It is the Government’s responsibility to ensure that our NHS has the money it needs and not that of patients, staff or visitors. We should not expect vulnerable people to pay a sickness tax through car parking charges. I also agree with my hon. Friend the Member for Great Grimsby (Melanie Onn) about the impact on residents living in the local area. In Walker Street opposite my hospital, resident permits have had to be introduced to try to stop other people parking on those streets. In effect, the residents who live there have to pay to park their cars, because staff cannot afford to use the car park and park their cars on those streets. The whole system is complete nonsense.

I am incredibly proud that our Labour manifesto pledged to scrap car parking charges. Our suggestion was that any loss in income could come from a hike in the tax on private healthcare insurance. That would meet the £162 million cost of free parking at all NHS hospitals across England.

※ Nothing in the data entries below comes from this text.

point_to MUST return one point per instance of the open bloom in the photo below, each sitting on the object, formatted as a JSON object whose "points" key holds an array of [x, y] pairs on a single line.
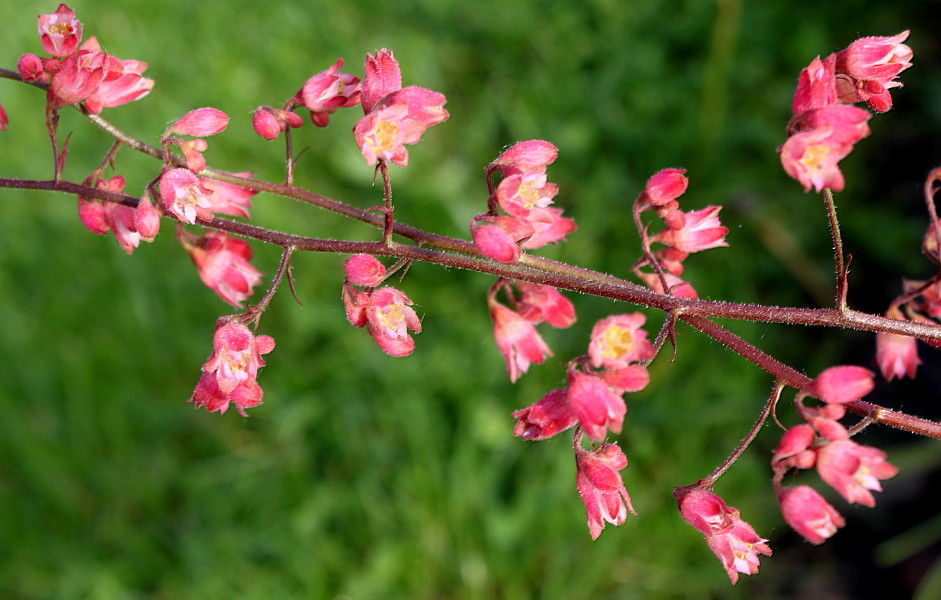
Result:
{"points": [[546, 418], [389, 318], [701, 230], [809, 514], [229, 376], [517, 339], [223, 265], [731, 539], [600, 486], [619, 340], [596, 406], [395, 116], [854, 470], [184, 195], [327, 91]]}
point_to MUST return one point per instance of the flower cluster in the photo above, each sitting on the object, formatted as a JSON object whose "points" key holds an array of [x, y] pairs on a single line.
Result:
{"points": [[322, 94], [385, 312], [593, 398], [81, 73], [683, 234], [825, 125], [395, 116], [731, 539], [514, 326], [130, 225], [229, 376], [525, 195], [853, 470]]}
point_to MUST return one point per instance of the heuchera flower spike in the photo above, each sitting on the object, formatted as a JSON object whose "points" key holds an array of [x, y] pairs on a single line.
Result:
{"points": [[229, 376], [731, 539], [223, 265]]}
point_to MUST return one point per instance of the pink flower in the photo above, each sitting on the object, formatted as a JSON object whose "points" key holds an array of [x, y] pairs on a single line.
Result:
{"points": [[129, 225], [701, 231], [597, 407], [549, 227], [878, 59], [231, 371], [60, 32], [389, 319], [383, 76], [223, 265], [853, 470], [200, 122], [520, 193], [809, 514], [327, 91], [816, 86], [600, 486], [842, 384], [517, 340], [546, 418], [121, 80], [364, 270], [732, 540], [495, 242], [619, 340], [665, 186], [793, 450], [531, 155], [400, 118], [184, 196], [811, 158], [228, 198]]}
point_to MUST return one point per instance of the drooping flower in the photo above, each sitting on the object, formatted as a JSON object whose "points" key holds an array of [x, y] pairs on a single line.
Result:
{"points": [[327, 91], [395, 116], [184, 196], [619, 340], [701, 230], [546, 418], [223, 265], [229, 376], [854, 470], [732, 540], [364, 270], [130, 225], [60, 32], [842, 384], [600, 486], [389, 318], [517, 339], [596, 406], [665, 186], [270, 122], [228, 198], [200, 122], [809, 514]]}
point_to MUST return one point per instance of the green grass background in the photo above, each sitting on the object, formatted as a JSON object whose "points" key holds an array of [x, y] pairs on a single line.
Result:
{"points": [[364, 476]]}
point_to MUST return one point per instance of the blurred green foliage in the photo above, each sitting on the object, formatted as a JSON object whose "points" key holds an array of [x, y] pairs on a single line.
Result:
{"points": [[364, 476]]}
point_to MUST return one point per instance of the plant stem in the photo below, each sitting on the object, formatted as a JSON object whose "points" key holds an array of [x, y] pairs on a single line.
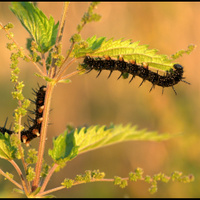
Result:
{"points": [[20, 175], [48, 177], [77, 183], [59, 75], [43, 133], [11, 180]]}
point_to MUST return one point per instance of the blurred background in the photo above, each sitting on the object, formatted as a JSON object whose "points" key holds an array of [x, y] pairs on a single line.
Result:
{"points": [[166, 26]]}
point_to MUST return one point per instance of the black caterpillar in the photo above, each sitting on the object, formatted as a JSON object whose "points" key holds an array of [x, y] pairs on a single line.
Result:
{"points": [[167, 80], [34, 130]]}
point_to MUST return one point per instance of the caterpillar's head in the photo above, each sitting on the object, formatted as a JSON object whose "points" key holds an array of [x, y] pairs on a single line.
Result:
{"points": [[178, 67]]}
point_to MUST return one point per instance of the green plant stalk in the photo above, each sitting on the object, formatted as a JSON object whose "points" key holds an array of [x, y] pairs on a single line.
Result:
{"points": [[10, 179], [77, 183], [43, 134], [20, 175], [50, 173], [59, 37]]}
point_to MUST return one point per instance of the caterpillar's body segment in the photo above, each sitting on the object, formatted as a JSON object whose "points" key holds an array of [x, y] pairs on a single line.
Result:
{"points": [[167, 80]]}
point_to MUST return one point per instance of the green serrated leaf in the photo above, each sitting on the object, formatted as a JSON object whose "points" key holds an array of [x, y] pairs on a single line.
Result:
{"points": [[99, 47], [85, 139], [42, 29], [7, 151], [64, 147]]}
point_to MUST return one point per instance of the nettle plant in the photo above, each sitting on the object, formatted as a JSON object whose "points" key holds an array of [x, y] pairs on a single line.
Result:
{"points": [[44, 52]]}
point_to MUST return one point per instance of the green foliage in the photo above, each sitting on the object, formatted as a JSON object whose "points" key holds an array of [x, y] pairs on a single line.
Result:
{"points": [[42, 30], [67, 146], [73, 141], [64, 148], [30, 174], [7, 151], [32, 156]]}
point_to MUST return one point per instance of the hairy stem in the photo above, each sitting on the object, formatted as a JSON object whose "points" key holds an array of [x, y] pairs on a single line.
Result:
{"points": [[51, 171], [23, 180], [43, 134], [77, 183]]}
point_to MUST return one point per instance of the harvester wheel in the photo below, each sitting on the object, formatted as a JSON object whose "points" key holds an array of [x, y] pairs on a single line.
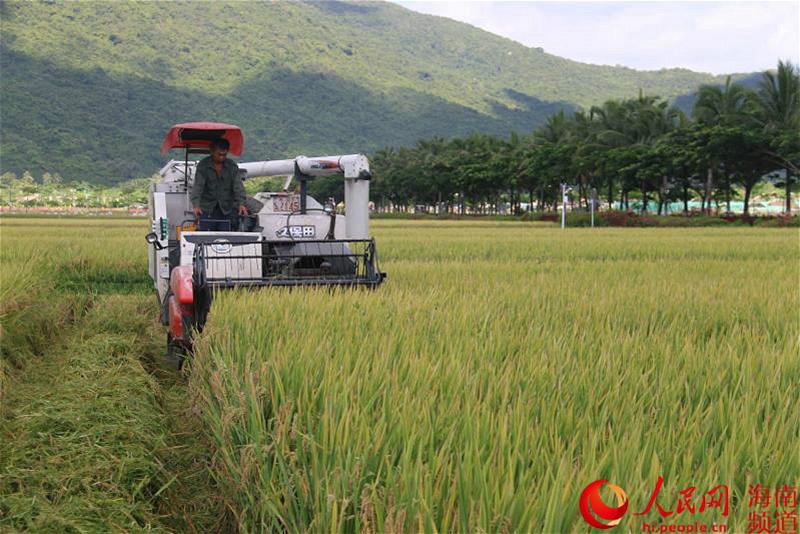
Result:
{"points": [[176, 354]]}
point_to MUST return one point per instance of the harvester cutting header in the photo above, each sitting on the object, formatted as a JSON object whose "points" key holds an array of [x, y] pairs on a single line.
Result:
{"points": [[282, 238]]}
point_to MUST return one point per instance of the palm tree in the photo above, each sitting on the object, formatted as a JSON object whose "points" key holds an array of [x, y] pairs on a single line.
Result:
{"points": [[720, 106], [779, 112], [725, 105]]}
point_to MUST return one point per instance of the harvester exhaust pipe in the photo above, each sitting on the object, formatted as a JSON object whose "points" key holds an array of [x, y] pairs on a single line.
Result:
{"points": [[355, 168], [356, 203]]}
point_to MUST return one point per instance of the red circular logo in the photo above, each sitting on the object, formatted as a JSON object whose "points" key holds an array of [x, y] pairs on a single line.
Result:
{"points": [[596, 512]]}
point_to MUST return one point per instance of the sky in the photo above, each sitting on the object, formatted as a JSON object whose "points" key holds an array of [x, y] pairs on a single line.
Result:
{"points": [[715, 37]]}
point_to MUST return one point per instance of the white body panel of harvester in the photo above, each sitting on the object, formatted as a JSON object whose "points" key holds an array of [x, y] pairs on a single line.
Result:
{"points": [[281, 218]]}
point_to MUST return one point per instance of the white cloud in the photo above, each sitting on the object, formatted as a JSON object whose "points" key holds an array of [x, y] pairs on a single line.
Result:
{"points": [[716, 37]]}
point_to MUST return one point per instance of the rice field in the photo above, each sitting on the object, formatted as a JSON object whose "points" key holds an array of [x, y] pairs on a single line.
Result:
{"points": [[500, 369]]}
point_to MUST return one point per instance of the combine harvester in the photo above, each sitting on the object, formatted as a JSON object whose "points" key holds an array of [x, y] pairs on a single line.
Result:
{"points": [[292, 240]]}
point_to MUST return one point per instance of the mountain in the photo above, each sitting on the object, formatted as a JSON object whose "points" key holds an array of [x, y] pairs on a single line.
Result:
{"points": [[88, 89]]}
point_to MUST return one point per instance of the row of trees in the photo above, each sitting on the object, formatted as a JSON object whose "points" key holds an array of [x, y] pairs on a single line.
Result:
{"points": [[50, 190], [636, 148]]}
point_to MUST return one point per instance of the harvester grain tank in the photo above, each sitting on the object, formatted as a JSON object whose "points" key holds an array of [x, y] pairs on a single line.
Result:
{"points": [[291, 239]]}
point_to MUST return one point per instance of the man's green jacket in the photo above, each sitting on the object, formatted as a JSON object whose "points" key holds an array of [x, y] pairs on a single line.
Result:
{"points": [[210, 190]]}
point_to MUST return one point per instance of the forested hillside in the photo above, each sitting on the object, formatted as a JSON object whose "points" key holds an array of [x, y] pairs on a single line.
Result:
{"points": [[88, 89]]}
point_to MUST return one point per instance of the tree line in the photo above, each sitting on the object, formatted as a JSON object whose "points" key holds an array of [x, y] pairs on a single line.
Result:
{"points": [[642, 148]]}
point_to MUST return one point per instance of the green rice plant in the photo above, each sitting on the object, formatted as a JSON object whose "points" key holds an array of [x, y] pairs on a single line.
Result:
{"points": [[500, 369], [96, 435]]}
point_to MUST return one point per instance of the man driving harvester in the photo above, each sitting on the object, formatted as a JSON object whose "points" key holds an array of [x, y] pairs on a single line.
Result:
{"points": [[218, 197]]}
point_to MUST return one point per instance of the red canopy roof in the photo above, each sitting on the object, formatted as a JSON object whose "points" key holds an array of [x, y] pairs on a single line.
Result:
{"points": [[200, 134]]}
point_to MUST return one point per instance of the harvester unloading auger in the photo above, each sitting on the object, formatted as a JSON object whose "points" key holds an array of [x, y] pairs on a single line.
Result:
{"points": [[292, 240]]}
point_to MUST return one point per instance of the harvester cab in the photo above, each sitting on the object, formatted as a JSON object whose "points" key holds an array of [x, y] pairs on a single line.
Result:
{"points": [[291, 240]]}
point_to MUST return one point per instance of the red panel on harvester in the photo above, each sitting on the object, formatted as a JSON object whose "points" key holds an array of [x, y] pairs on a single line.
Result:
{"points": [[175, 319], [180, 281]]}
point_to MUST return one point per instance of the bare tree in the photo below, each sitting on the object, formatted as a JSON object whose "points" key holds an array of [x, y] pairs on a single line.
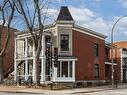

The unfairness of the sickness tax, from having car parking charges, must be felt in context. Let me tell the Chamber about a dear friend of mine—a man called Dermot—who has been in hospital for well over 28 days. I am not sure whether hon. Members are aware of this, but a particularly cruel and unfair consequence of him being in hospital for more than 28 days is the ending of his payments for disability living allowance and attendance allowance. If he had been receiving personal independence payment instead of DLA, that would have been stopped as well. His wife’s income has also been affected because she is his carer; she has stopped receiving her carer’s allowance, because Dermot has lost his DLA.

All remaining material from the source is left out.